À la fin, les heures s’écoulant, le boulevard se dégarnissant de passants, Germinie épuisée, éreintée de fatigue, se rapprochait des maisons. Elle se traînait de boutique en boutique, elle allait machinalement là où brûlait encore du gaz, et elle restait stupide devant le flamboiement des devantures. Elle s’étourdissait les yeux, elle tâchait de tuer son impatience en l’hébétant. Ce qu’on voit au travers des carreaux suants des marchands de vin, les batteries de cuisine, les bols de punch étagés entre deux bouteilles vides d’où sort un brin de laurier, les vitrines où les liqueurs mettent leurs couleurs dans un éclair, une choppe pleine de petites cuillers de Ruolz, cela l’arrêtait longuement. Elle épelait les vieux arrêtés de tirage de loterie placardés au fond d’un cabaret, les annonces de gloria, les inscriptions portant en lettres jaunes : Vin nouveau, pur sang, 70 centimes. Elle regardait un quart d’heure une arrière-salle où étaient un homme en blouse assis sur un tabouret devant une table, un tuyau de poêle, une ardoise et deux plateaux noirs au mur. Son regard fixe et perdu allait, au travers d’une buée rousse, à des silhouettes troubles de choumaques penchés sur leurs établis.

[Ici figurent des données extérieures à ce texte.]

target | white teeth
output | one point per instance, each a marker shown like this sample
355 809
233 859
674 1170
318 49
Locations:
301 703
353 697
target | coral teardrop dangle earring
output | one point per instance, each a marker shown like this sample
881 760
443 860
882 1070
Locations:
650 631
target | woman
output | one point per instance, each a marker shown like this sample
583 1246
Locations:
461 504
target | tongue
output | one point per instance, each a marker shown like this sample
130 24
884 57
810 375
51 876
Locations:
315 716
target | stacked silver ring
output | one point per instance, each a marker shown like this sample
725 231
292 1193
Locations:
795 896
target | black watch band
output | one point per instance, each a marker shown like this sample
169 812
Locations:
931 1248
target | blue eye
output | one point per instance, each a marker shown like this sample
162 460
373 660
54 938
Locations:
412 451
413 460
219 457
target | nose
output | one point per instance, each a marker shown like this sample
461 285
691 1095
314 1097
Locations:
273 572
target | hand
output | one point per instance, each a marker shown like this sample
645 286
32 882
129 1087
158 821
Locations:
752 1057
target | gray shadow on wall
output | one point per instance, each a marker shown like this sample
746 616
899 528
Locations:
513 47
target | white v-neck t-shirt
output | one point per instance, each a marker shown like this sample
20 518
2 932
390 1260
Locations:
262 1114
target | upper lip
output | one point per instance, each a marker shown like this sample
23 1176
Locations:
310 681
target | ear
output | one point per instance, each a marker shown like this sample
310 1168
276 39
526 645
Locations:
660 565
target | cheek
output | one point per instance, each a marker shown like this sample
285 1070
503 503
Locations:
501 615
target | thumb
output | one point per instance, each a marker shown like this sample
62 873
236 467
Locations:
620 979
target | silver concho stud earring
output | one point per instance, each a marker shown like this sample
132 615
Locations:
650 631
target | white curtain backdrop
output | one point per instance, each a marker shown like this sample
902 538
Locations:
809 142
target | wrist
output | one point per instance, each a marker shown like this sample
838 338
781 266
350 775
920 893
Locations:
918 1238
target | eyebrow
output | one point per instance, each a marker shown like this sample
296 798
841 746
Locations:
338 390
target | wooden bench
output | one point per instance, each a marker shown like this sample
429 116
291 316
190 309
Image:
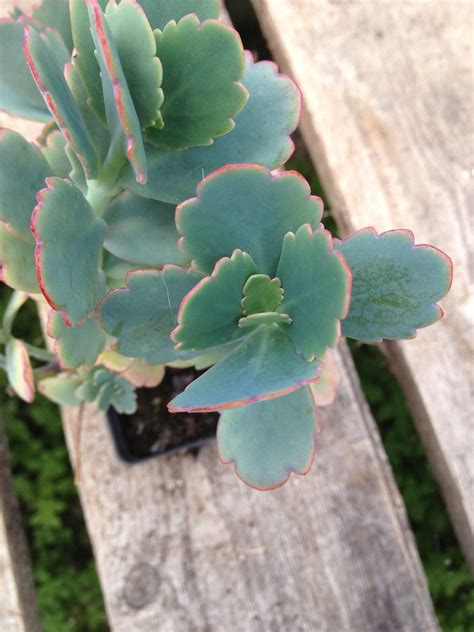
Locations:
181 545
387 119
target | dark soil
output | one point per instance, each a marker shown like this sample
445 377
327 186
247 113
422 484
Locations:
152 430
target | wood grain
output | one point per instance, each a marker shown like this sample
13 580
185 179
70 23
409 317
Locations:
18 607
388 96
182 545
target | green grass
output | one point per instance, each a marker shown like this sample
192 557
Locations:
450 583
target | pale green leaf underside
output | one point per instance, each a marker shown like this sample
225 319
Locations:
395 285
160 12
136 48
18 92
264 365
19 371
69 240
202 64
17 262
79 345
143 315
120 111
261 136
316 283
210 314
22 173
142 231
269 440
252 202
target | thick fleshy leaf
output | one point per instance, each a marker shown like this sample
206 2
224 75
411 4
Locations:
19 371
160 12
253 202
61 390
317 284
264 365
69 240
18 92
17 262
261 136
396 284
119 108
78 345
144 375
209 315
55 14
85 59
324 389
50 80
22 174
54 151
198 109
268 441
142 231
143 315
136 47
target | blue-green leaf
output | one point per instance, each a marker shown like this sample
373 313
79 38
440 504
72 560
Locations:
252 202
69 240
264 365
316 284
143 315
395 284
143 231
269 440
261 136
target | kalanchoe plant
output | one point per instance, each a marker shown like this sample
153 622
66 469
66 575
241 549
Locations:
143 102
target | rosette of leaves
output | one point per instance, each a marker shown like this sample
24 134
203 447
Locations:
141 100
270 291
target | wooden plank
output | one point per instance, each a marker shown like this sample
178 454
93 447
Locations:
18 607
388 95
181 544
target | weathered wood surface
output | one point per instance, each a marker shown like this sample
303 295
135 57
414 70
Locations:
18 607
388 94
181 545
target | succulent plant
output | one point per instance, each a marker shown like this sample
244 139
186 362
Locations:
143 102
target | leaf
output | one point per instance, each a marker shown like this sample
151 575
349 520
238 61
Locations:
269 440
209 315
264 365
202 66
160 12
76 346
54 152
317 285
324 390
136 47
253 202
55 14
22 174
142 231
85 59
143 375
50 80
121 115
69 239
61 390
395 286
18 92
142 315
261 136
19 371
17 262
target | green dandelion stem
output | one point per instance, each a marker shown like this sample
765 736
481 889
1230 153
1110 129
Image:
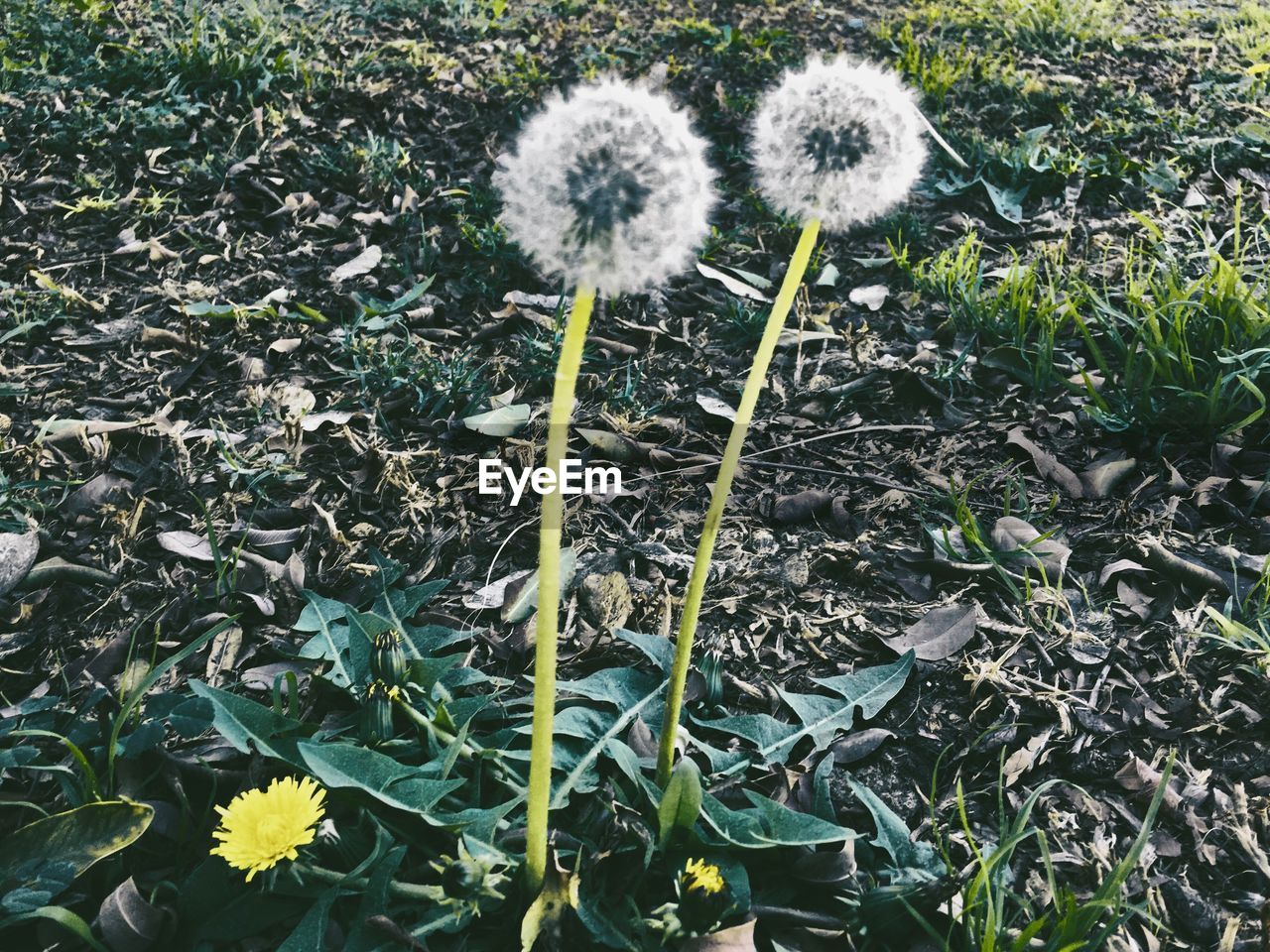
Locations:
549 590
719 498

Il tombait et s’oubliait sur un comptoir qu’on lavait, sur deux mains qui comptaient les sous de la journée, sur un entonnoir qu’on récurait, sur un broc qu’on passait au grès. Elle ne pensait plus. Elle demeurait là, clouée et faiblissante, sentant son cœur s’en aller de la fatigue d’être sur ses pieds, ne voyant plus que dans une sorte d’évanouissement, n’entendant plus que dans un bourdonnement les fiacres emboués roulant sur le boulevard mou, prête à tomber et forcée par instants de s’étayer de l’épaule aux murs.

Dans l’état d’ébranlement et de maladie où elle était, avec cette demi-hallucination du vertige qui la rendait si peureuse de passer la Seine et la faisait se cramponner aux balustrades des ponts, il arrivait que certains soirs, lorsqu’il pleuvait, ces défaillances qu’elle avait sur le boulevard extérieur prenaient les terreurs d’un cauchemar. Quand la flamme des réverbères, tremblante dans une vapeur d’eau, allongeait et balançait, comme dans le miroitement d’une rivière, son reflet sur le sol mouillé ; quand les pavés, les trottoirs, la terre, semblaient disparaître et mollir sous la pluie, et que rien ne paraissait plus solide dans la nuit noyée, la pauvre misérable, presque folle de fatigue, croyait voir se gonfler un déluge dans le ruisseau. Un mirage d’épouvante lui montrait tout à coup de l’eau tout autour d’elle, de l’eau qui marchait, de l’eau qui s’approchait de partout. Elle fermait les yeux, n’osait plus bouger, craignait de sentir son pas glisser sous elle, se mettait à pleurer, et pleurait jusqu’à ce que quelqu’un passât et voulût bien lui donner le bras jusqu’à l’Hôtel de la petite main bleue.